The biological mechanism of the impact of triclosan on semen quality is unclear but in vitro studies have demonstrated that TCS can bind with low affinity with estrogen and androgen receptors and to act as their agonist, antagonist or to result in no action (Witorsch 2014). It adversely affects the male reproductive system by disrupting steroidogenesis. Kumar et al. 2008 conducted in vitro studies in rodent Leydig cells and found that TCS depressed the synthesis of cAMP resulting in disruption of the steroidogenic cascade and leading to decreased testosterone synthesis. Forgacs et al. 2015 found that high doses of TCS inhibited testosterone synthesis but only rhCG-induced synthesis, while basal testosterone production remained unaffected. Kumar et al. 2009 carried out an in vivo study in rodent Leydig cells and found that higher doses of TCS caused a significant decrease in testis weight and sex accessory tissues. Another finding was the downregulation of testicular levels of mRNA for cytochrome P450scc, cytochrome P450c17, 3β-HSD, 17β-HSD, StAR, AR, and a decreased in vitro activity of testicular steroidogenic enzymes. They also reported decreased levels of serum LH, FSH, cholesterol, pregnenolone, and testosterone. All these findings were followed by decreased semen production (Kumar et al. 2009).

The urinary concentrations of triclosan in our study was lower compared to American level GM = 4.74 and 16.2 μg/l, respectively (NHANES 2009). Whereas compared to European countries, the level was similar to Belgium (GM = 2–3 μg/l) (Den Hond et al. 2015) and Spain (GM = 6.1 μg/l) (Casas et al. 2011) and higher compared to China (GM = 1.12 μg/l) (Zhu et al. 2016).

Triclosan and other nonpersistant chemicals have a short half-life; they are rapidly metabolized and could be totally excreted from the body in less than 24 h after exposure (Sandborgh-Englund et al. 2006). In our study, only one, spot urine sample was collected, so the misclassification of TC exposure is possible. However, stable, habitual lifestyle, and activity patterns may impact on stable exposure to triclosan and may represent individual’s general exposure level. Additionally, studies of temporal variability in urinary excretion of TCS have indicated reasonable temporal consistency in triclosan excretion (Lassen et al. 2013). Also, Pollack et al. 2016 demonstrated fair to good reliability for one urine sample for TCS. Second, since this is a cross-sectional study, the nature of this study does not allow the determination of causality of the observed associations.

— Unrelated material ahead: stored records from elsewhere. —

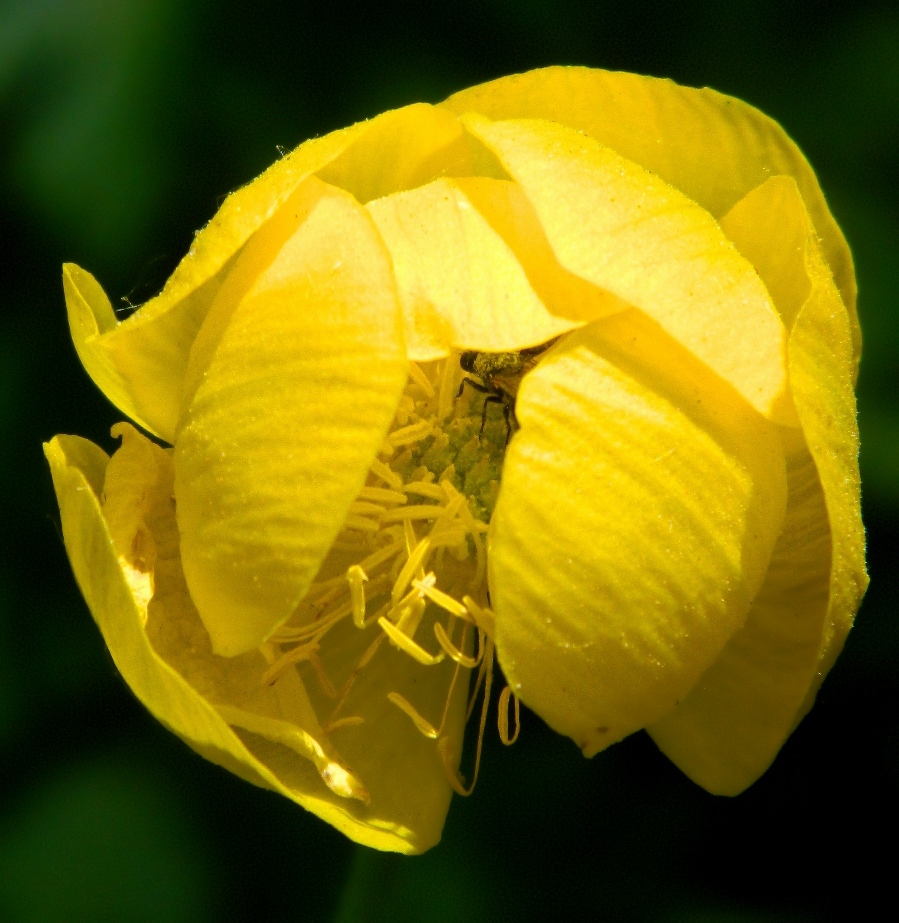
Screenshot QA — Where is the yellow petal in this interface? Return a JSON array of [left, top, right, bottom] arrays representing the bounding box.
[[68, 104, 465, 442], [175, 178, 407, 657], [297, 609, 470, 853], [366, 177, 583, 358], [317, 103, 472, 204], [45, 432, 441, 853], [441, 66, 859, 372], [464, 115, 793, 423], [489, 309, 787, 755], [724, 174, 867, 712], [647, 430, 830, 793], [646, 176, 867, 791], [65, 124, 371, 441]]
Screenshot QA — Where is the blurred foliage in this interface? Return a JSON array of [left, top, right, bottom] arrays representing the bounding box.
[[1, 1, 895, 921]]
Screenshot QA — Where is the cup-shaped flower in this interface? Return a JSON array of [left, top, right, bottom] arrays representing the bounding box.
[[46, 67, 867, 854]]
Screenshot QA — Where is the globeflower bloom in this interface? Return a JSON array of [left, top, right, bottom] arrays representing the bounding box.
[[46, 67, 866, 854]]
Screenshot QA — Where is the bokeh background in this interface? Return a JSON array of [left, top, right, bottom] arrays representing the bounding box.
[[1, 1, 896, 920]]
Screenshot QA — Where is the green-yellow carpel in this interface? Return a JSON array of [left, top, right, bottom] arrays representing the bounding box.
[[174, 178, 407, 657], [462, 114, 795, 425], [490, 312, 787, 754]]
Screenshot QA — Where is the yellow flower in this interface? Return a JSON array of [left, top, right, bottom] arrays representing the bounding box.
[[46, 67, 867, 854]]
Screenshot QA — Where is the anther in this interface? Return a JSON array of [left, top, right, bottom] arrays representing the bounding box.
[[387, 692, 439, 738], [498, 685, 521, 745]]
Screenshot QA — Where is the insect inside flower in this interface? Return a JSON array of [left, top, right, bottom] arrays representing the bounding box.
[[458, 338, 561, 439]]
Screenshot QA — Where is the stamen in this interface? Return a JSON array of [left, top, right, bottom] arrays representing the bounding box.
[[381, 505, 448, 523], [357, 486, 407, 505], [357, 538, 405, 574], [391, 537, 431, 604], [407, 361, 436, 397], [412, 580, 469, 619], [342, 515, 381, 532], [498, 685, 521, 745], [369, 459, 403, 490], [349, 500, 388, 517], [388, 419, 433, 448], [307, 650, 338, 698], [387, 692, 439, 738], [378, 614, 445, 666], [402, 482, 446, 501], [437, 357, 459, 420], [262, 641, 319, 685], [322, 716, 365, 734], [346, 565, 368, 629], [463, 596, 496, 637], [434, 621, 483, 669], [438, 637, 494, 797]]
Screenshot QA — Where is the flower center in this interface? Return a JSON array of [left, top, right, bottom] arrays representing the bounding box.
[[261, 353, 524, 798]]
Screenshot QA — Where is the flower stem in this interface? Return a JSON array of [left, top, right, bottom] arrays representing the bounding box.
[[332, 846, 402, 923]]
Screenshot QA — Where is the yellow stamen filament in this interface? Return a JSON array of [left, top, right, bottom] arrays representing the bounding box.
[[388, 419, 433, 448], [369, 458, 403, 490], [381, 505, 448, 523], [498, 685, 521, 745], [347, 565, 368, 629], [391, 537, 431, 604], [322, 716, 365, 734], [307, 650, 338, 699], [434, 621, 482, 669], [402, 481, 446, 501], [412, 580, 469, 619], [408, 361, 435, 397], [387, 692, 439, 738], [439, 637, 494, 797], [262, 641, 320, 685], [342, 515, 380, 532], [349, 500, 388, 517], [463, 596, 496, 637], [437, 356, 458, 420], [378, 615, 445, 666], [357, 486, 407, 505]]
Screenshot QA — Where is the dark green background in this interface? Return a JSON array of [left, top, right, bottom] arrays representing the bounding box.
[[1, 1, 896, 921]]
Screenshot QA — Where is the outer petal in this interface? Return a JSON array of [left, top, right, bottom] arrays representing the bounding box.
[[366, 177, 588, 358], [174, 178, 407, 657], [464, 115, 793, 423], [65, 124, 370, 441], [440, 66, 859, 372], [45, 432, 449, 853], [647, 177, 867, 791], [68, 104, 467, 442], [490, 311, 787, 755]]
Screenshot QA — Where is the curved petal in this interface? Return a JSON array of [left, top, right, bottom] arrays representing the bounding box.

The present study was conducted among men from infertility clinic, so it may limit the generalization the results to the general population. To limit this disadvantage, we recruit only men with normal semen parameters according to WHO classification (WHO 2010) (Jurewicz et al. 2014).

This is the first study, which assesses the semen quality, sperm DNA measures, level of reproductive hormones, and the total disomy in one study. Additionally, the total sperm disomy and sperm DNA damage were not analyzed in relation to triclosan exposure. A detailed questionnaire performed among study participants allowed for control of confounding factors. Also, the smoking status was confirmed by analyses the level of cotinine in saliva.

In conclusion, we have investigated the association between exposure to triclosan and male fertility measured by semen quality parameters, sperm DNA damage, total sperm disomy, and the level of reproductive hormones. We observed that triclosan exposure can increase the percentage of sperm with abnormal morphology. These findings provide one of the first evidence of adverse effects of triclosan exposure on male fertility. The results of the current study support the hypothesis that endocrine-disrupting chemicals are important factors for declining male semen quality. Those findings need to be confirmed in future studies.